The model emphasized broader world knowledge, better instruction following, and what OpenAI called higher "EQ," with measurably lower hallucination rates than GPT-4o on internal evaluations. It outperformed GPT-4o across all 15 languages tested on MMLU, including Arabic, Bengali, Chinese, Hindi, Swahili, and Yoruba. Reception was mixed: critics characterized GPT-4.5 as an incremental upgrade rather than a leap, and the API pricing of $75 per million input tokens and $150 per million output tokens was an order of magnitude higher than GPT-4o, limiting practical adoption.

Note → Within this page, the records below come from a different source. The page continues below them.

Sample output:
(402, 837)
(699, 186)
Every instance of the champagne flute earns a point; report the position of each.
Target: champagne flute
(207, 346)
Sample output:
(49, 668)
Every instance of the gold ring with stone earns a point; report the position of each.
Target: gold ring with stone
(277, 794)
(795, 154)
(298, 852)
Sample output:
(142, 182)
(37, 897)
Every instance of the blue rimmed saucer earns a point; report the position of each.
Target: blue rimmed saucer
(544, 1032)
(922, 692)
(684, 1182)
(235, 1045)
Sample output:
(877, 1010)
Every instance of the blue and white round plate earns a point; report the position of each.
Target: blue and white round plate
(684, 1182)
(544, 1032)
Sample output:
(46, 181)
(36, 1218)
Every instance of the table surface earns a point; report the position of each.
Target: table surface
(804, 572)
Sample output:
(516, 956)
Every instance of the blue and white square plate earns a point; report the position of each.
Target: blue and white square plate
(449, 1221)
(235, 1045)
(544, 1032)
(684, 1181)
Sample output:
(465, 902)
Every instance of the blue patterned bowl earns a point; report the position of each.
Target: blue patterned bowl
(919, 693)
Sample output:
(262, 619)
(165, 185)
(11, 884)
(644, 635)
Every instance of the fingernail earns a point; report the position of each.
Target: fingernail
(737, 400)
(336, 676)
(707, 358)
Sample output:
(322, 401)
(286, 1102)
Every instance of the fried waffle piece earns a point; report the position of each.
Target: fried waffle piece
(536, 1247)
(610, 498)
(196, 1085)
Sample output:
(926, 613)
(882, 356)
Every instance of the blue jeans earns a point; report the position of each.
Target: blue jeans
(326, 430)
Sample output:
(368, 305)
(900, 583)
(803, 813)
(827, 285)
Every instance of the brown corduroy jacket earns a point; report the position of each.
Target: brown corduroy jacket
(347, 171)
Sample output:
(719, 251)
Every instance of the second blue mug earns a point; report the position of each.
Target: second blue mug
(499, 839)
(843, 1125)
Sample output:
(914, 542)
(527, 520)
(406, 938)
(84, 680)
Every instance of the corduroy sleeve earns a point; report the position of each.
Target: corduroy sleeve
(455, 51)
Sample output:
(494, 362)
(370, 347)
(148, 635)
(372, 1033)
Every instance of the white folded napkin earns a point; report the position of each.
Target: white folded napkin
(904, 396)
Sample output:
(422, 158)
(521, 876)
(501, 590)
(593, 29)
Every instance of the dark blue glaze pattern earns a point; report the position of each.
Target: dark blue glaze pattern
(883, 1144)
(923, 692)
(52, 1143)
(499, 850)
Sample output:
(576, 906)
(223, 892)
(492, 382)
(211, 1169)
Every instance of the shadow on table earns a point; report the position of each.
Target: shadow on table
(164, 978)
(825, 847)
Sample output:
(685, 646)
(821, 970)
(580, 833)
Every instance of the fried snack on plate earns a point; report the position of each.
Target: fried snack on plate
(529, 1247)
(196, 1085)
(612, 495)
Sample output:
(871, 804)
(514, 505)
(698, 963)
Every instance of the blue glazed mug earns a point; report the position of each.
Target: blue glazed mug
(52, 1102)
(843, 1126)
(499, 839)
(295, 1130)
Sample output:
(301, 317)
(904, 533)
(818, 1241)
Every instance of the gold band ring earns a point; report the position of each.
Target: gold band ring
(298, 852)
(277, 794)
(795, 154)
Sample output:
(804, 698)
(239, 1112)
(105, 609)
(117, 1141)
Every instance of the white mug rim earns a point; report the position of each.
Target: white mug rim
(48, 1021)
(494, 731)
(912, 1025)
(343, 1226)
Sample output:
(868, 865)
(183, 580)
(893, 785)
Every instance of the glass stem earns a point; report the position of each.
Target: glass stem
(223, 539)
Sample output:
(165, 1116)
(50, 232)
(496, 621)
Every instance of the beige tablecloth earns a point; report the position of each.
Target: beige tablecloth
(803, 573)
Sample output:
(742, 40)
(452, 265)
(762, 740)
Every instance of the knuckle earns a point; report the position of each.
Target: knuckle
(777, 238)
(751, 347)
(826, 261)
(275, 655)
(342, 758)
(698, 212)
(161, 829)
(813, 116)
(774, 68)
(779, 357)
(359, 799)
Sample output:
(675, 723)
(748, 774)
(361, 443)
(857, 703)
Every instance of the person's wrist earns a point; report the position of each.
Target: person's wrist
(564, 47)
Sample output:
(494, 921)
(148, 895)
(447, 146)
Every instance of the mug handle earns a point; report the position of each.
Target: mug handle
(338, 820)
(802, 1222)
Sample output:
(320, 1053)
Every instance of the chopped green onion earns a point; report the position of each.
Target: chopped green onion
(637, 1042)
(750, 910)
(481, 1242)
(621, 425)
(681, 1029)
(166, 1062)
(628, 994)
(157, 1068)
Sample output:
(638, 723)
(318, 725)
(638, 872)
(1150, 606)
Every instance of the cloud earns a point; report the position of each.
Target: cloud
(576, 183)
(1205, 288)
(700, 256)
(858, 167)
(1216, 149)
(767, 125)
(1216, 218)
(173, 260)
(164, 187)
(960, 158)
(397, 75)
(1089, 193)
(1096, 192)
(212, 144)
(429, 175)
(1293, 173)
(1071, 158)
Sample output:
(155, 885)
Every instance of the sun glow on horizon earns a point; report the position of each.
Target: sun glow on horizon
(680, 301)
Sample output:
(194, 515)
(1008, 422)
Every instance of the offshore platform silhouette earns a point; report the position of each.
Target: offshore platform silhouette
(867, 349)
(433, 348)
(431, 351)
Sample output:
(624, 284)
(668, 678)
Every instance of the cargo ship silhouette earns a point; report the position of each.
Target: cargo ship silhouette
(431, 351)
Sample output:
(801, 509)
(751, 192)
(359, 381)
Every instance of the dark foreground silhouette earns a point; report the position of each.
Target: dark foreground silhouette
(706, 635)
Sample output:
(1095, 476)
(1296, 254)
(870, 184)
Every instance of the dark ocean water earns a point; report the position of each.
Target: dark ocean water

OpenAI deprecated GPT-4.5 from the API on July 14, 2025, in favor of the cheaper and faster GPT-4.1 family. On August 7, 2025, the day GPT-5 launched, GPT-4.5 was removed from ChatGPT Plus and Teams, surviving only as a "Legacy Models" option for Pro subscribers.
On April 14, 2025, OpenAI released the GPT-4.1 model family, consisting of three variants: GPT-4.1, GPT-4.1 mini, and GPT-4.1 nano. These models featured major improvements in coding, instruction following, and long-context comprehension, with a context window expanded to 1 million tokens.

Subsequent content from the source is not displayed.